A map-first way to read catastrophe risk. Atlas lays hazard over place, so risk reads where it actually lands. The current public study shows one tropical-cyclone layer over one region, the Greater Bay Area, on Edgion's own 3 km storm simulations. Further perils and regions are on the roadmap as their physics lands.
Most catastrophe output arrives as a single loss number for a portfolio. That hides the thing a decision actually turns on: where the hazard lands, how far it reaches, and which assets sit inside the footprint.
Atlas is map-first. Each peril is a layer you can switch on over a real region, read against a calibrated scale, and trace down to the asset. Today only one layer is modelled, built on physics rather than a fitted curve.
The tropical-cyclone module over the Greater Bay Area. Pick a storm, switch the hazard layer, and read the footprint against its scale. Every map below is an Edgion 3 km simulation, not stock imagery.
Drop a location and Atlas reads the current study layer at that place. Where a peril is modelled, the readout carries the real metric and its scale; where it is not yet, the row stays explicitly open rather than guessing a number.

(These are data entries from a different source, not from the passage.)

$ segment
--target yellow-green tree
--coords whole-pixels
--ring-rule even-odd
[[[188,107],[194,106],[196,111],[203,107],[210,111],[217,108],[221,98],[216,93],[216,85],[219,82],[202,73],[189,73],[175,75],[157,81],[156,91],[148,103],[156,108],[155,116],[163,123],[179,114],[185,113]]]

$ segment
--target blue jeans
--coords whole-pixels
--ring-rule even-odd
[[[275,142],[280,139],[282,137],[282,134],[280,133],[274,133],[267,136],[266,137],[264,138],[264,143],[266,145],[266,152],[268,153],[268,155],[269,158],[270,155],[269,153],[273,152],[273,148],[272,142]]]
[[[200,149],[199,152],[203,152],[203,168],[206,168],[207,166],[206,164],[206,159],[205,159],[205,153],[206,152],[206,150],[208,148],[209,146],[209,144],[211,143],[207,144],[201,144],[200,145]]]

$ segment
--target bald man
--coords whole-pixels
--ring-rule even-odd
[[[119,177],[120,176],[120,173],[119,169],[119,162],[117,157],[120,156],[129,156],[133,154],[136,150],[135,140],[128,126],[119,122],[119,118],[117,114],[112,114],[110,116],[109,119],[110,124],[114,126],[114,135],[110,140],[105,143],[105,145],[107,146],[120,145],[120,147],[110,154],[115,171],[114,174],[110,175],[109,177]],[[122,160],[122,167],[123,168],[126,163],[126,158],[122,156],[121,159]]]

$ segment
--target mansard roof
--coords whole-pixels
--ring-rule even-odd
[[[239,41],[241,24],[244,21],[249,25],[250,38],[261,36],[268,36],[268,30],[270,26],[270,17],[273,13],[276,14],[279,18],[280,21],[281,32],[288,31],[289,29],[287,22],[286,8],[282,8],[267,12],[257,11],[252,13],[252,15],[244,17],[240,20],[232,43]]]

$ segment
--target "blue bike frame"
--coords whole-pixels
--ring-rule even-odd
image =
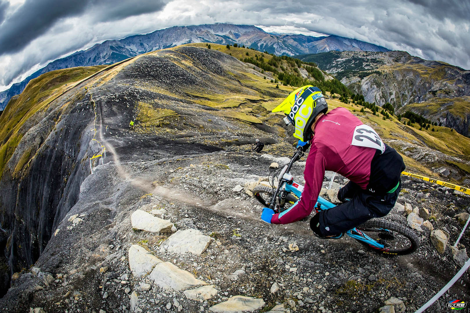
[[[285,182],[285,181],[284,181]],[[282,180],[280,182],[280,183],[282,182]],[[304,186],[298,183],[296,183],[295,182],[293,181],[291,184],[289,184],[287,183],[284,183],[284,190],[292,192],[294,194],[297,196],[297,198],[300,198],[300,195],[302,194],[302,191],[304,190]],[[293,205],[295,206],[297,205],[298,202],[298,200]],[[318,207],[319,203],[321,205],[320,206],[321,208],[320,209],[321,210],[328,210],[328,209],[330,209],[332,207],[334,207],[336,206],[321,197],[318,197],[317,203],[315,204],[315,207]],[[384,230],[390,231],[387,229],[384,229]],[[377,249],[382,249],[384,248],[384,246],[383,244],[377,242],[376,241],[368,236],[367,234],[363,233],[355,227],[352,229],[348,230],[346,232],[345,234],[350,237],[352,237],[356,240],[359,240],[367,244],[372,248]]]

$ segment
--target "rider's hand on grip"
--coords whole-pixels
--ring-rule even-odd
[[[307,149],[310,146],[310,141],[308,140],[307,141],[302,141],[302,140],[299,140],[298,142],[297,143],[297,146],[296,147],[297,149],[300,147],[302,148],[302,150],[304,152],[305,152]]]
[[[271,224],[271,219],[273,218],[273,215],[275,214],[274,210],[271,210],[269,208],[265,207],[263,209],[263,213],[261,214],[261,220]]]

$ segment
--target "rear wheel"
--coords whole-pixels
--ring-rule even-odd
[[[253,195],[262,205],[266,207],[269,207],[269,205],[271,204],[270,203],[271,198],[273,196],[273,193],[275,191],[275,189],[273,189],[270,187],[258,185],[253,188]],[[288,194],[286,197],[283,207],[281,207],[279,201],[276,200],[275,209],[279,212],[282,212],[289,208],[298,200],[295,196],[288,191],[281,191],[280,192],[286,192],[288,193]]]
[[[414,252],[419,246],[419,238],[413,230],[393,222],[383,220],[371,220],[358,226],[357,229],[384,245],[384,247],[379,249],[370,246],[360,240],[358,241],[384,254],[409,254]]]

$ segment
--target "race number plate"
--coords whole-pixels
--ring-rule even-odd
[[[356,127],[352,133],[351,145],[374,148],[380,150],[381,153],[385,151],[385,145],[380,137],[372,127],[365,124]]]

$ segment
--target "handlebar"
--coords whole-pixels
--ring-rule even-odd
[[[294,163],[300,160],[300,158],[304,155],[304,149],[303,147],[299,146],[297,148],[297,150],[294,153],[292,157],[290,159],[290,161],[287,165],[287,168],[284,173],[289,173],[290,171],[290,168],[292,168],[292,165]],[[281,183],[282,181],[282,177],[280,177],[279,182],[277,184],[277,189],[276,190],[276,192],[273,194],[273,196],[271,199],[270,204],[269,204],[269,208],[271,210],[274,210],[274,207],[276,204],[276,197],[277,197],[278,194],[279,193],[279,191],[281,190],[281,187],[282,186],[283,184]]]

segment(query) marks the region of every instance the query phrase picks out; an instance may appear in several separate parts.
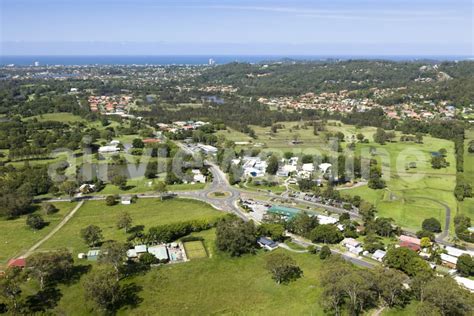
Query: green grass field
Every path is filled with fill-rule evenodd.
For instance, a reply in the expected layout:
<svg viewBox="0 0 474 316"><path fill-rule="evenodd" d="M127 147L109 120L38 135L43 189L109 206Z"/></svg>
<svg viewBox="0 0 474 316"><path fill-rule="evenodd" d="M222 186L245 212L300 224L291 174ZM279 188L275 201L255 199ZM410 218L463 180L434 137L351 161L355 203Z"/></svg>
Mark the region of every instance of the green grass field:
<svg viewBox="0 0 474 316"><path fill-rule="evenodd" d="M268 253L229 258L214 249L215 231L196 233L205 239L210 258L165 265L123 283L142 287L136 308L119 315L324 315L319 305L319 273L323 262L317 256L276 250L293 257L303 277L278 285L265 269ZM62 285L61 300L53 314L96 315L84 300L80 283Z"/></svg>
<svg viewBox="0 0 474 316"><path fill-rule="evenodd" d="M252 126L257 134L255 143L264 143L264 151L316 154L327 153L328 147L324 142L324 132L313 135L313 129L295 129L294 126L300 122L284 122L285 128L270 134L270 128ZM291 131L290 131L291 130ZM422 144L403 143L399 141L401 133L396 133L396 141L379 145L374 143L374 127L356 128L336 121L330 121L327 125L328 132L343 132L345 144L356 139L358 133L362 133L369 143L357 143L356 154L371 157L370 150L375 148L376 153L372 158L379 161L385 176L387 176L387 188L384 190L372 190L367 186L341 191L343 194L360 195L363 199L375 204L379 216L392 217L397 224L411 230L419 229L421 222L427 217L438 218L442 223L445 216L445 208L439 203L447 204L453 212L457 209L457 201L453 196L456 184L456 165L454 159L453 142L423 137ZM230 130L221 132L227 139L233 141L249 141L245 134ZM293 135L298 134L302 144L291 145ZM253 144L237 146L253 148ZM345 148L344 143L342 147ZM448 151L448 168L433 169L431 167L431 152L445 148ZM474 158L473 158L474 159ZM408 163L415 162L415 169L406 170ZM474 165L471 164L471 165ZM473 173L474 174L474 173ZM255 187L258 188L258 187ZM472 208L470 201L464 203L464 208Z"/></svg>
<svg viewBox="0 0 474 316"><path fill-rule="evenodd" d="M330 130L343 131L348 135L355 132L355 127L329 127ZM422 221L427 217L435 217L444 223L447 204L453 212L457 202L453 191L456 185L456 163L454 160L454 144L450 141L429 136L423 138L423 144L397 142L379 145L373 142L373 128L363 128L357 132L363 133L369 144L357 144L356 152L369 153L375 148L372 157L387 176L387 188L372 190L367 186L342 191L344 194L360 195L363 199L376 205L379 216L391 217L405 228L418 230ZM449 167L433 169L431 167L431 152L445 148L448 151ZM405 170L406 164L416 162L415 169Z"/></svg>
<svg viewBox="0 0 474 316"><path fill-rule="evenodd" d="M467 146L474 140L474 129L466 130L464 141L464 178L474 187L474 153L467 151ZM465 199L459 203L459 210L474 220L474 198Z"/></svg>
<svg viewBox="0 0 474 316"><path fill-rule="evenodd" d="M203 202L185 199L138 199L135 204L114 206L106 206L105 201L87 201L74 218L43 244L41 250L63 247L73 253L86 251L88 247L80 237L80 230L91 224L102 229L104 240L125 241L125 231L116 227L117 218L124 211L132 217L133 225L144 225L145 230L162 224L214 219L224 214Z"/></svg>
<svg viewBox="0 0 474 316"><path fill-rule="evenodd" d="M249 145L237 146L237 149L252 149L256 148L255 144L263 144L262 150L272 151L283 154L284 152L291 151L295 154L317 154L318 152L326 152L326 144L322 141L319 136L313 135L312 127L307 129L299 128L296 126L302 126L301 122L282 122L284 125L283 129L279 129L277 133L270 133L270 127L261 127L252 125L251 128L255 131L257 139L251 139L248 135L240 133L238 131L229 129L228 131L219 131L218 134L224 135L226 139L234 142L249 142ZM298 140L301 144L292 145L291 141L295 136L298 136Z"/></svg>
<svg viewBox="0 0 474 316"><path fill-rule="evenodd" d="M78 115L74 115L72 113L66 113L66 112L46 113L42 115L28 117L26 119L30 120L33 118L36 118L40 122L44 122L44 121L58 121L58 122L64 122L64 123L85 122L85 120L82 117Z"/></svg>
<svg viewBox="0 0 474 316"><path fill-rule="evenodd" d="M187 241L184 243L184 250L188 259L201 259L207 258L207 252L202 244L202 241Z"/></svg>
<svg viewBox="0 0 474 316"><path fill-rule="evenodd" d="M145 178L130 179L127 181L126 190L121 190L119 187L113 184L107 184L104 189L97 192L98 195L109 195L109 194L135 194L135 193L150 193L153 191L153 180ZM168 191L190 191L190 190L201 190L206 186L205 183L196 184L172 184L168 185Z"/></svg>
<svg viewBox="0 0 474 316"><path fill-rule="evenodd" d="M278 130L275 134L270 134L268 127L252 126L258 136L253 143L264 143L265 146L262 148L264 151L327 153L328 147L323 141L324 132L315 136L311 127L295 129L296 125L302 126L300 122L284 122L283 125L285 128ZM379 216L392 217L397 224L411 230L419 229L421 222L427 217L438 218L443 223L445 208L438 202L447 204L453 212L456 211L457 201L452 193L456 184L453 142L424 136L422 144L403 143L399 141L401 133L397 132L395 142L379 145L373 142L373 134L376 131L374 127L356 128L353 125L330 121L327 130L333 133L343 132L346 144L355 140L358 133L362 133L369 143L357 143L356 154L362 153L364 156L371 157L370 150L375 148L376 154L372 158L379 161L379 165L387 176L387 188L384 190L375 191L363 186L341 191L343 194L360 195L377 206ZM247 135L233 130L221 133L233 141L249 140ZM302 144L290 144L294 134L299 135ZM253 144L237 147L250 149L253 148ZM345 148L344 143L342 147ZM450 166L436 170L431 167L431 152L441 148L448 151L447 160ZM415 162L417 168L406 170L405 167L410 162ZM467 205L465 208L472 208L469 203L470 201L465 203Z"/></svg>
<svg viewBox="0 0 474 316"><path fill-rule="evenodd" d="M35 212L43 215L44 220L49 223L48 226L38 231L34 231L26 226L26 215L13 220L0 220L2 236L0 242L0 266L5 265L9 259L21 255L33 246L35 242L46 236L76 205L76 203L69 202L53 204L59 211L51 215L43 215L39 206L37 206L38 210Z"/></svg>

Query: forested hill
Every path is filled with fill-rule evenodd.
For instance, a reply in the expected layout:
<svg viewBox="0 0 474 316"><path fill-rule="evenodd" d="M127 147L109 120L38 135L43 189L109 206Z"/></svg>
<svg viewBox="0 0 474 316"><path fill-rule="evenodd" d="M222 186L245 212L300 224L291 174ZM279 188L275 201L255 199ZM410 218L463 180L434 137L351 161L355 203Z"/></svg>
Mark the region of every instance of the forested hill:
<svg viewBox="0 0 474 316"><path fill-rule="evenodd" d="M239 88L242 95L288 96L307 92L364 90L374 87L412 86L442 88L444 94L472 87L474 62L427 62L353 60L344 62L300 62L246 64L230 63L209 69L196 80L201 84L226 84ZM431 79L416 83L415 79ZM473 89L470 89L473 91ZM464 92L463 92L464 93Z"/></svg>

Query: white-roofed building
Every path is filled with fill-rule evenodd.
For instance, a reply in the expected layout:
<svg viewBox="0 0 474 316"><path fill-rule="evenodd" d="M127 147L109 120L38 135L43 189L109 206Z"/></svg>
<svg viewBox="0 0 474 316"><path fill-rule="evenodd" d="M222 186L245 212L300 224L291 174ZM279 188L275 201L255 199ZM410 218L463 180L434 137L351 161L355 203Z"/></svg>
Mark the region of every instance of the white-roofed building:
<svg viewBox="0 0 474 316"><path fill-rule="evenodd" d="M383 258L385 257L386 254L387 254L386 251L377 249L372 254L372 259L382 262L382 260L383 260Z"/></svg>
<svg viewBox="0 0 474 316"><path fill-rule="evenodd" d="M339 221L337 218L326 215L318 215L317 218L321 225L336 224Z"/></svg>
<svg viewBox="0 0 474 316"><path fill-rule="evenodd" d="M148 247L148 252L154 255L159 260L168 260L168 250L164 245Z"/></svg>
<svg viewBox="0 0 474 316"><path fill-rule="evenodd" d="M108 146L99 147L99 153L101 154L118 153L119 151L120 151L120 148L118 148L116 145L108 145Z"/></svg>
<svg viewBox="0 0 474 316"><path fill-rule="evenodd" d="M301 169L306 172L314 172L314 164L304 163Z"/></svg>
<svg viewBox="0 0 474 316"><path fill-rule="evenodd" d="M456 267L456 263L458 262L458 258L442 253L441 262L443 265L454 269Z"/></svg>
<svg viewBox="0 0 474 316"><path fill-rule="evenodd" d="M332 164L330 163L322 163L318 166L319 171L321 171L323 174L327 174L331 172L331 167Z"/></svg>
<svg viewBox="0 0 474 316"><path fill-rule="evenodd" d="M454 277L454 280L462 287L464 287L466 290L470 291L471 293L474 293L474 280L468 279L468 278L463 278L460 276Z"/></svg>
<svg viewBox="0 0 474 316"><path fill-rule="evenodd" d="M447 254L450 255L450 256L453 256L453 257L459 257L461 255L470 255L471 257L474 256L474 252L473 251L469 251L469 250L462 250L462 249L459 249L459 248L455 248L455 247L451 247L451 246L446 246L444 248L444 250L446 250Z"/></svg>

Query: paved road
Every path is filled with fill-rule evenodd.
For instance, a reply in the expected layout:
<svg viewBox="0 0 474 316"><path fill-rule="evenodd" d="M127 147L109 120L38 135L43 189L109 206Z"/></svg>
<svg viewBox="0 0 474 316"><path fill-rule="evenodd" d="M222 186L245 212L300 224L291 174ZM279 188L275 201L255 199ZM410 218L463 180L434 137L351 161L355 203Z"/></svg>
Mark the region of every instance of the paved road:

// note: Atlas is a map-first catastrophe risk demo with one current public study module (tropical cyclone) over the Greater Bay Area. Layers shown as roadmap are not yet modelled and carry no result figures. Current maps are Edgion 3 km storyline simulations; they are physics-based stress tests of how past storms could reorganise under warming, not forecasts of specific future events, and are illustrative rather than a guarantee for any individual asset.